To this day, my father will not eat one of the meals that I make without feeling he is missing something – “where’s the meat?” he would grumble. It is still a common misconception that you need to eat meat to complete your meal and get your proteins, not only from my father but the general public and many of my patients. When I tell people that I am vegetarian I am often posed with the question “but where do you get your protein from?”
It is well documented that vegetarian and vegan diets can easily get the proteins their bodies require in a diet that provides adequate daily calories. Athletes can even thrive with well-planned vegan diets. Let’s talk about protein and my top favourite sources in my vegetarian diet.
Protein – What You Should Know
Protein is the major structural component of all the cells in our bodies. Protein is needed for
– hemoglobin in your blood
– growth and repair of cells like those in your muscles, skin, and nails
– immunity and overall health.
Proteins are made up of 21 amino acids ( known as the building blocks). Nine of these amino acids are “essential”, meaning we must get these from our diets. Complete proteins are foods which contain all of these essential amino acids. Concern has been raised in the past regarding protein quality in vegan and vegetarian lifestyles since there are few plant-based foods that are complete proteins. However, you can get your needed essential amino acids daily by eating a well-balanced vegan or vegetarian diet with a variety of different foods.
Get your vegan proteins from a variety of different foods including vegetables, pulses (lentils, legumes, beans, peas), grains, soy/soy products, nuts and seeds!
My Top 5 Most Common Plant-Based Sources of Protein
Nuts and Seeds + their “butters”
Nuts and seeds are definitely my go to’s to add some protein to quick meals and snacks. If you’ve been following along with me you’ll notice I use nuts and seeds in a lot of my recipes (almonds, pepitas, cashews, walnuts… I’m not picky in this area, I like them all) and that I absolutely LOVE peanut butter. Not only do they have proteins, but also fibre, healthy fats and beautifying antioxidant Vitamin E!
Just to name a few…
3 Tbsp hemp seeds have about 13 grams of protein
¼ cup sunflower seeds have about 9 grams of protein
2 Tbsp chia seeds have about 5 grams of protein
2 Tbsp peanut butter have about 7-8 grams of protein
Soy – Tofu and Tempeh
Soy is a plant-based “complete” protein. There are so many options for creating delicious meals with soy products including tofu! One of my favourite ways to eat tofu is sautéed in some sesame oil, or check out my Spicy Peanut Tofu here. There is about 9 grams of protein for 4 oz of tofu. Plus it is super cheap!

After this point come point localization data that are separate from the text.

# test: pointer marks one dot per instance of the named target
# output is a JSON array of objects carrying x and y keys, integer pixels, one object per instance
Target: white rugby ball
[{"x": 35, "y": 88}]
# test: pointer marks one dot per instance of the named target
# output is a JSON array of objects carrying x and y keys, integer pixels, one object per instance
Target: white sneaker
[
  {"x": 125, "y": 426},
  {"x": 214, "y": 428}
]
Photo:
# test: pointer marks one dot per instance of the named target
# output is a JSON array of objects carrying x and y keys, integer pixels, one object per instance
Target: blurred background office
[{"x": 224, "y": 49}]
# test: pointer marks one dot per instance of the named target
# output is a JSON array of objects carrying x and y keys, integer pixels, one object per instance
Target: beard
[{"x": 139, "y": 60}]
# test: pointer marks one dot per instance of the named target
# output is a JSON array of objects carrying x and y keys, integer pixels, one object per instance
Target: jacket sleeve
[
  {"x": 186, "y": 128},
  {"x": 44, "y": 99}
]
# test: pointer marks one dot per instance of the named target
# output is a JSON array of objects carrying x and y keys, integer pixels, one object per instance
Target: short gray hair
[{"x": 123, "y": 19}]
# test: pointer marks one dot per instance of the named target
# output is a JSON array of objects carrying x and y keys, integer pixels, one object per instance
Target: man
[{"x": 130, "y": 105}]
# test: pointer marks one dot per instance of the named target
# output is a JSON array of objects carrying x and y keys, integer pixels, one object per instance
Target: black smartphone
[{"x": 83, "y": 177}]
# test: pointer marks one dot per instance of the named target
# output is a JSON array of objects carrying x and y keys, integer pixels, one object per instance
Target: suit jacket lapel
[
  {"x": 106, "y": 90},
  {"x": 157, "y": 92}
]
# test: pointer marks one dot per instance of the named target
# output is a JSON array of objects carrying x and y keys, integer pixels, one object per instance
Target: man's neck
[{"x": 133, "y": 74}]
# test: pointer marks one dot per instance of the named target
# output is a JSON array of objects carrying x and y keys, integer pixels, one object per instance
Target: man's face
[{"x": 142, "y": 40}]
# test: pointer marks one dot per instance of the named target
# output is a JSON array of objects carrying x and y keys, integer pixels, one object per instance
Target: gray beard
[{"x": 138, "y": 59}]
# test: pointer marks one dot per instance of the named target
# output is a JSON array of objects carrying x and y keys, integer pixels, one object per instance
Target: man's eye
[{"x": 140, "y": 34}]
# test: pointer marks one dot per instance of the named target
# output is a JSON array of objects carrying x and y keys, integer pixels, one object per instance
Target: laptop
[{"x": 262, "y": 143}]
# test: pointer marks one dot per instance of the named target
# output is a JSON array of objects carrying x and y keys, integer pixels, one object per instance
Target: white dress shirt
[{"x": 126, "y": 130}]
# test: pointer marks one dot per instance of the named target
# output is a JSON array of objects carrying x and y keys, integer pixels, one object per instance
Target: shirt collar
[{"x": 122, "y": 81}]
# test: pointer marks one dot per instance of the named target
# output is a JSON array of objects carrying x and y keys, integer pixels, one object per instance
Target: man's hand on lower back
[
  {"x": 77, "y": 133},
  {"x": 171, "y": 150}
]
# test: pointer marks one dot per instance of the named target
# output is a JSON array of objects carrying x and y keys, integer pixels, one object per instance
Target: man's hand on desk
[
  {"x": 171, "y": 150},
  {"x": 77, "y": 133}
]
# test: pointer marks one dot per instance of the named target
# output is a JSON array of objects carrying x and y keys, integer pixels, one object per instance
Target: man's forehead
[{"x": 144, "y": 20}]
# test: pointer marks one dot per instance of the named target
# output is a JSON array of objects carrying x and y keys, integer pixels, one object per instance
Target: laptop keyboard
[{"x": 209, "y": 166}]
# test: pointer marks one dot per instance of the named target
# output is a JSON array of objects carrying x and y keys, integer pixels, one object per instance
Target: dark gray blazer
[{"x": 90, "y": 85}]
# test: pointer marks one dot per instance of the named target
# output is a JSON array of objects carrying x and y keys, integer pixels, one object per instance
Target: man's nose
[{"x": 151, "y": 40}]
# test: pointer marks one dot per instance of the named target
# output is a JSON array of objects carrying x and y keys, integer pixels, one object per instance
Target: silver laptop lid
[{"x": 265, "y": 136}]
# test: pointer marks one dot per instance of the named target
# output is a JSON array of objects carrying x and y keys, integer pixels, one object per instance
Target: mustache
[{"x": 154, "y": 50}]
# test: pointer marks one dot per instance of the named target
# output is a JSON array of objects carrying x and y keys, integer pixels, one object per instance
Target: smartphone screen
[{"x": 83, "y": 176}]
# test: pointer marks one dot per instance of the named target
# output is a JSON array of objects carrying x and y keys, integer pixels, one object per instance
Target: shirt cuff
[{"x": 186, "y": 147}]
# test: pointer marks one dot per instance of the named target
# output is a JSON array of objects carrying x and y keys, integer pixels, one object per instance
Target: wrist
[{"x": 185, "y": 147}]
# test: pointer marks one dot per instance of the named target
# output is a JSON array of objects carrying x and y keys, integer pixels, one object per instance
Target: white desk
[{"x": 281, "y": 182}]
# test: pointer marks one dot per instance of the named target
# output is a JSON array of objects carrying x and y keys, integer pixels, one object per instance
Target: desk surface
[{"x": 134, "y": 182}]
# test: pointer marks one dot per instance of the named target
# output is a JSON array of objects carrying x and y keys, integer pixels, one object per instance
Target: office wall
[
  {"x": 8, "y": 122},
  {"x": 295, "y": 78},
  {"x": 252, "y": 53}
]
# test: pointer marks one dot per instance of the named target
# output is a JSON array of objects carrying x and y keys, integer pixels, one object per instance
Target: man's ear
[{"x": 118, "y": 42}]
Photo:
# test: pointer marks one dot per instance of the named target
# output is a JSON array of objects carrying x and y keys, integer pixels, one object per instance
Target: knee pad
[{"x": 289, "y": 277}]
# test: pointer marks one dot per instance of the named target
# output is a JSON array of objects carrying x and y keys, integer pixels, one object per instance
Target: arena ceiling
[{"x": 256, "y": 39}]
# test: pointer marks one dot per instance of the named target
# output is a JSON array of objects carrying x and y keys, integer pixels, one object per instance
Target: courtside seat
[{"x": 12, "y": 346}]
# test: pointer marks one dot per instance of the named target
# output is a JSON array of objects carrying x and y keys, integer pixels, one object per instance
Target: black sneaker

Tempeh is a fermented form of soy product that is easy to digest and contains healthy probiotics that are good for your gut. I had actually only started eating tempeh about a year ago but have been pleased with the meals I’ve been able to get out of it! See below for a tasty recipe! One cup of tempeh provides you with about 30 grams of protein!
Pulses – Lentils, Peas, Beans. Chickpeas
Did you know that 2016 is the international year of pulses!?
Pulses are high in protein, heart healthy fibres and are super affordable! They also take a longer time to digest so they are great for keeping you full long and help avoid blood sugar spikes.
Like many other plant-based proteins, there are a lot of different types of meals you can use pulses in! I’ve even made lentil cookies and fed them to my dad without him knowing! I love making my own hummus, vegetarian curry and chili
½ cup black eyed peas ~ 8 grams of protein
½ cup lentils ~ 8 grams of protein
½ cup chickpeas ~ 7 grams of protein
½ cup kidney beans ~ 7 grams of protein
Spirulina is a type of blue-green algae and something I consider a superfood! It is a rich source of antioxidants, magnesium, calcium, B vitamins, iron and considered a complete protein. I often add spirulina to my smoothies and smoothie bowls!
My boyfriend Gideon hates the word “yeast”, so anytime I use this ingredient I skip that part of the name! Nutritional yeast (NY) has a very yummy cheesy flavour which you can use to flavour an assortment of dishes! I like subbing it as an alternative to parmesan in my pasta dishes (mmm vegan alfredo). NY provides about 8 grams of protein for ¼ cup, is low in calories and an excellent source of Vitamin B12.
Guess what!? Even vegetables contain protein! For example, 1 cup of cooked spinach will give you about 7 grams of protein and a boat load of other nutrients that are good for your body for little calories. People who eat vegan and vegetarian definitely aren’t missing out (unless they personally wish they could eat meat, but I haven’t run into one yet)!